Il tema della sicurezza, al di là dei fatti di Modena, nel nostro Paese è sempre più centrale. Il governo Meloni, fin dal suo insediamento, ha posto grande attenzione a questo aspetto, cercando soluzioni al problema annoso, aggravato negli ultimi 15 anni. La criminalità urbana, il degrado delle periferie e la percezione di insicurezza da parte dei cittadini non sono emergenze nate ieri, ma il risultato di anni di politiche disorganiche e di un progressivo svuotamento degli organici delle forze dell'ordine. Un quadro complesso che l'esecutivo ha ereditato e che ha cercato di affrontare invertendo la rotta, sia sul piano legislativo sia su quello degli investimenti concreti sul territorio.
Nel frattempo continuano a trascinarsi vecchi problemi e falle, come è stato dimostrato in Stazione Centrale.

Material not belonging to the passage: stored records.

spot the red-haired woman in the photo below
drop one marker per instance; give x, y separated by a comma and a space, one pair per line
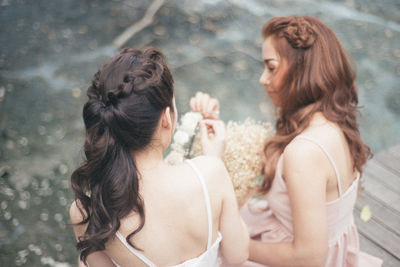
314, 161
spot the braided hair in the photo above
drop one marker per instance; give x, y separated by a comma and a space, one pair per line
318, 77
126, 99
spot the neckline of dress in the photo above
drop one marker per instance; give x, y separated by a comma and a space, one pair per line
348, 190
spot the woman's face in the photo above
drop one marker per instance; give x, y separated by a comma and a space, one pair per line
270, 78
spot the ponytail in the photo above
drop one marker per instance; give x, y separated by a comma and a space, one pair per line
126, 99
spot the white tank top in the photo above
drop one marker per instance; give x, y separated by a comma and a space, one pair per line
208, 258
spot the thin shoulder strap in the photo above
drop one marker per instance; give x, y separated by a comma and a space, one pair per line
207, 199
329, 157
134, 251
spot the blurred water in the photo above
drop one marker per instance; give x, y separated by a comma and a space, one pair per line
50, 50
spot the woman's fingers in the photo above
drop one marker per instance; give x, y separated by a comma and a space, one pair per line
206, 105
213, 108
217, 127
213, 146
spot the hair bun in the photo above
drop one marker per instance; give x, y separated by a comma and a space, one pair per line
300, 34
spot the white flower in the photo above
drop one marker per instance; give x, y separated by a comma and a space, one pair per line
181, 138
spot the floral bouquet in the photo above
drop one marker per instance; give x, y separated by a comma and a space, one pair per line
243, 151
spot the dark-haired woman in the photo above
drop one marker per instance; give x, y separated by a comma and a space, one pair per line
133, 209
315, 159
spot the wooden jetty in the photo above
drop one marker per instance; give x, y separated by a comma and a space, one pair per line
380, 236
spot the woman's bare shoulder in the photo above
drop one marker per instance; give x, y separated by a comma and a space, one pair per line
212, 169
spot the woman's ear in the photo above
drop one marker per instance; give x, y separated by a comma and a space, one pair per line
166, 118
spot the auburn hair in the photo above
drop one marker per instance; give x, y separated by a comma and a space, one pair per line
319, 77
126, 99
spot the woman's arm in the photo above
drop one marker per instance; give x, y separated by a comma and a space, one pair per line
235, 241
305, 170
97, 258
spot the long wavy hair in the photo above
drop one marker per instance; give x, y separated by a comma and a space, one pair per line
318, 77
126, 99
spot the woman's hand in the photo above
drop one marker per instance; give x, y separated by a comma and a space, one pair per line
206, 105
213, 137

Il ministro dei Trasporti e delle Infrastrutture, Matteo Salvini, ha condiviso sui social un video registrato dalle telecamere di sicurezza della principale stazione di Milano, in cui si vede un uomo straniero attraversare i varchi dell’ingresso ai binari, forzandoli, con in mano una mannaia. Da lì è poi salito su un treno, dove è stato fermato con un taser, come spiega il ministro. “Alla faccia dei tanti (troppi) sindaci di sinistra che impediscono agli agenti della Polizia Locale di usare la pistola elettrica”, ha commentato il ministro Salvini.

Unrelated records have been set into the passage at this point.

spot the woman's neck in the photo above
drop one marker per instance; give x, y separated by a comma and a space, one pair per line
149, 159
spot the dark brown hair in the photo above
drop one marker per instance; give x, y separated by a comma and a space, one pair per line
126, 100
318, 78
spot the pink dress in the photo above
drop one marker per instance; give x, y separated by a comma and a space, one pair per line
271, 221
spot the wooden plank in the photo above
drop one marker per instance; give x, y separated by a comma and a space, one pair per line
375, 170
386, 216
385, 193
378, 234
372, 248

Se la minaccia è stata neutralizzata a bordo del convoglio, il merito va unicamente alla prontezza degli agenti e all'efficacia del taser, uno strumento di difesa indubbiamente efficace, che ha evitato il peggio e non ha esposto i passeggeri a rischi gravi. Le dichiarazioni del ministro Salvini sollevano una questione istituzionale non nuova, legata all'omogeneità degli strumenti operativi in dotazione alle diverse forze di polizia, con particolare riferimento a quella municipale. L'utilizzo efficace del taser nel caso specifico viene assunto come prova tecnica della validità dello strumento, riaprendo il contrasto tra l'indirizzo di fermezza del governo e le resistenze di diverse amministrazioni locali di centrosinistra, che si sono mostrate reticenti nel fornire questo tipo di strumenti alla polizia locale.
A Milano, nonostante la sperimentazione sia andata bene, il Consiglio comunale non ha ancora dato il suo via libera ma senza uno strumento come il taser sarebbe stato difficile per la Polfer fermare l’uomo in sicurezza in una sicurezza così ad alto rischio, all’interno della stazione e con centinaia di persone intorno.